Troisième chapitre : le Juif et le psychiatre


Jour un

« — Je suis en retard, excusez-moi, Madame Fusin-Dumerg !
— Je vous en prie Monsieur…
— Z, je m’appelle Z. Monsieur Z.
— Très bien, Monsieur Z. Avant de commencer, puis-je vous demander pourquoi vous êtes arrivé en retard ?
— J’ai raté mon train…
— Vous ne vouliez pas venir ?
— Non, ce n’est pas ça. C’est juste que ma montre retarde. Il est vrai que j’aurais pu prendre le train précédent, mais je préfère prendre le train qui part après celui que je prends d’habitude. Il faut vous dire que je ne l’aime pas trop le train d’avant.
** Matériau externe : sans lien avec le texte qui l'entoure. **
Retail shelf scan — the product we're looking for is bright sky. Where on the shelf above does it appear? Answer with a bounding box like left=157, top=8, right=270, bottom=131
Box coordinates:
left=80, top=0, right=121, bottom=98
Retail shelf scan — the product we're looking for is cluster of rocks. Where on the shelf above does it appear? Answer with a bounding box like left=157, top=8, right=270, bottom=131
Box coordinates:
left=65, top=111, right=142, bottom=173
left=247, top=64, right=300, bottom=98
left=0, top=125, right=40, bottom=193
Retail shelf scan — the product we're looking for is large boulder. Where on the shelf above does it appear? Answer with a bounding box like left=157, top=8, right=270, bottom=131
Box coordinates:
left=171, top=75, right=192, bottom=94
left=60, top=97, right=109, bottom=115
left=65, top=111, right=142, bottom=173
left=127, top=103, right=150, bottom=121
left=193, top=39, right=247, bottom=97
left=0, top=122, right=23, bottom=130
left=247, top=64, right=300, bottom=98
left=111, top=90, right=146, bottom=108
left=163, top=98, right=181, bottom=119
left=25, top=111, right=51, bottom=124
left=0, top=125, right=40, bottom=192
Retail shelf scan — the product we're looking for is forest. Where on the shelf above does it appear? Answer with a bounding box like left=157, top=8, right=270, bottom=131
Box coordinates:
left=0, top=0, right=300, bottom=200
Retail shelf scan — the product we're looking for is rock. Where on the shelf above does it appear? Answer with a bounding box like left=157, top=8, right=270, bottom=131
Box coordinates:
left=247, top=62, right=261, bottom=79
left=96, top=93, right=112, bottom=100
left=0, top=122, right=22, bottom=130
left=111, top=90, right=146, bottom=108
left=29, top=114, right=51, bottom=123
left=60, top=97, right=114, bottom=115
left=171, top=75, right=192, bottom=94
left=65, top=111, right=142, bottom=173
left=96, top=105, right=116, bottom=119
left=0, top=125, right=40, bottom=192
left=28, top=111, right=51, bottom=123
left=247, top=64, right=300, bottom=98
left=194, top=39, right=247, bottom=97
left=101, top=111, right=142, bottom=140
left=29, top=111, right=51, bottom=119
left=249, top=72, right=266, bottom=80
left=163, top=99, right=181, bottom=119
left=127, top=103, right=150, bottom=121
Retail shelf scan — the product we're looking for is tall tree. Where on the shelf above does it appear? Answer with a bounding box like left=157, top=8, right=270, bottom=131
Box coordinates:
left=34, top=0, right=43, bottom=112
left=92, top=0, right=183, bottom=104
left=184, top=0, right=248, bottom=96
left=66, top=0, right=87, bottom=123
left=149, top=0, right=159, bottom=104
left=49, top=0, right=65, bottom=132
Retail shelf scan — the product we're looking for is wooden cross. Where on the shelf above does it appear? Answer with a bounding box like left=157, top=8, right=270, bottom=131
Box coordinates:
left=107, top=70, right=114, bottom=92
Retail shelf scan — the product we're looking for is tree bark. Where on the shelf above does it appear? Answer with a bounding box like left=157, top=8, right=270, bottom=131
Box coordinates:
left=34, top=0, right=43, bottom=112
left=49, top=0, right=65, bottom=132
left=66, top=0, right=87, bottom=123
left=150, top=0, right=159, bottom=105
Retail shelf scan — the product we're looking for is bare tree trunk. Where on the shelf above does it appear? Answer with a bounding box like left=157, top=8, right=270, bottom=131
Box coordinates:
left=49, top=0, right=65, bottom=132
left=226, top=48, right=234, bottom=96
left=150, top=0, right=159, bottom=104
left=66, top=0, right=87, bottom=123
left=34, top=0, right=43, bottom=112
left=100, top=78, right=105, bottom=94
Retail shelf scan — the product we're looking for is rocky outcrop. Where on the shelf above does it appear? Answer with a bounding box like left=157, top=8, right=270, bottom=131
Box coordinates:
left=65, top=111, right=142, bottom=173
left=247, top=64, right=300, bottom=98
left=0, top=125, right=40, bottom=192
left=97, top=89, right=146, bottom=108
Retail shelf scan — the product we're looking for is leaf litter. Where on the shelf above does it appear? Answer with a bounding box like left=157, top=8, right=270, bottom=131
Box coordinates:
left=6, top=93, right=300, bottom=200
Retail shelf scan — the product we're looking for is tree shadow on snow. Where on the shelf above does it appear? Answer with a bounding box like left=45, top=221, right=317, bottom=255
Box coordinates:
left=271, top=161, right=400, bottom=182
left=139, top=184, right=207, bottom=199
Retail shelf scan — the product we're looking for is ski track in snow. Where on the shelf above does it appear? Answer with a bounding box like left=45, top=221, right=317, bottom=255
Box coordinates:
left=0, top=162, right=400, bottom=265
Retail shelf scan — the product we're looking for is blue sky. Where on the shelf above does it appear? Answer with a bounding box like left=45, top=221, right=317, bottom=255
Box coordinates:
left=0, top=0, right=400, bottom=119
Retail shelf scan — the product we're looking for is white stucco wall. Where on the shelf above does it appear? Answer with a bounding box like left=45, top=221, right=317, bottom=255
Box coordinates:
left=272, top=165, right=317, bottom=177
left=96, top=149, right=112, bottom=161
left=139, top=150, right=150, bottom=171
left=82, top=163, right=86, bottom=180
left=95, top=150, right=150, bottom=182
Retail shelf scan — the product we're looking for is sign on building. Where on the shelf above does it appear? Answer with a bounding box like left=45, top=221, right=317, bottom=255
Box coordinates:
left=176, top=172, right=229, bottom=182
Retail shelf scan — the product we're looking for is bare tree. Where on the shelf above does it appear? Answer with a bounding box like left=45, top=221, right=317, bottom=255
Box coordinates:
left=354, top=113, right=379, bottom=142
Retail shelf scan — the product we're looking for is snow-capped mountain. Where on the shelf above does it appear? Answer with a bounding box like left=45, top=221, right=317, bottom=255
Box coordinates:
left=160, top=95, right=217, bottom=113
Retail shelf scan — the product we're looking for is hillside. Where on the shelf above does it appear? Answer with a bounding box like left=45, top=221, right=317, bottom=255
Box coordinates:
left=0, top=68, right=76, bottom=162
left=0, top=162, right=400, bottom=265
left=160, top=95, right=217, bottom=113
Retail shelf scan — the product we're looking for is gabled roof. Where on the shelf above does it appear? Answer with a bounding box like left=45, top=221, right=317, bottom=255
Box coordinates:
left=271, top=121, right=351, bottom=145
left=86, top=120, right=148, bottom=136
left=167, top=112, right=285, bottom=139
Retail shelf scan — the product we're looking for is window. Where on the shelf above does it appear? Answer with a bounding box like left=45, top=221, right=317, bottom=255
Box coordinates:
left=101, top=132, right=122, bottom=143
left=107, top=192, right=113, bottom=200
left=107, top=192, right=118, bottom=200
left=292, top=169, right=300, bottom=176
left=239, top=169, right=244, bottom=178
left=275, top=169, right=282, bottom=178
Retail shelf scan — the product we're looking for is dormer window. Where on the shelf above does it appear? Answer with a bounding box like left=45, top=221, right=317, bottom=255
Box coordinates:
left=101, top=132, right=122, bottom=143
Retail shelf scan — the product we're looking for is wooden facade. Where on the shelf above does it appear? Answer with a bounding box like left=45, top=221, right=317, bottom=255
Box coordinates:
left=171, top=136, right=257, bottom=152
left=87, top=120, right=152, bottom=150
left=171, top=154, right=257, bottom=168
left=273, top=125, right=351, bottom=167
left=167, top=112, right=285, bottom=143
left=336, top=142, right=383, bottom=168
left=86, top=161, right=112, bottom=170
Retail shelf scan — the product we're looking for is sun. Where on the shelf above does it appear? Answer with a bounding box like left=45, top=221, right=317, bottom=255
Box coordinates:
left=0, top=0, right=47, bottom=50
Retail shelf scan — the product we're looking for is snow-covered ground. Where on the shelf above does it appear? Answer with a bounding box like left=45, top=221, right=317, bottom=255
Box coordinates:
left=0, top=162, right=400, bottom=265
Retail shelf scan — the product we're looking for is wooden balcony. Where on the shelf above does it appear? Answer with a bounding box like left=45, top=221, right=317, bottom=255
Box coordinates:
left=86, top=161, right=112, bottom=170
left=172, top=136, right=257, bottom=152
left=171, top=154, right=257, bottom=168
À moins que cela soit celui que je prends après… Je ne sais plus… Avant, après…
— Monsieur Z, avez-vous un problème avec les trains ?
— Non je ne crois pas… enfin… disons que ce n’est pas pour cette raison que je suis venu vous voir.
— Pour quelle raison êtes-vous venu me voir, Monsieur Z ?
— Eh bien ! c’est parce que je suis Juif et que…
— Ah ! vous êtes Juif ! Cela nous fait déjà deux problèmes !
— Pardon ?
— Je plaisantais. N’oubliez pas que je suis psychiatre…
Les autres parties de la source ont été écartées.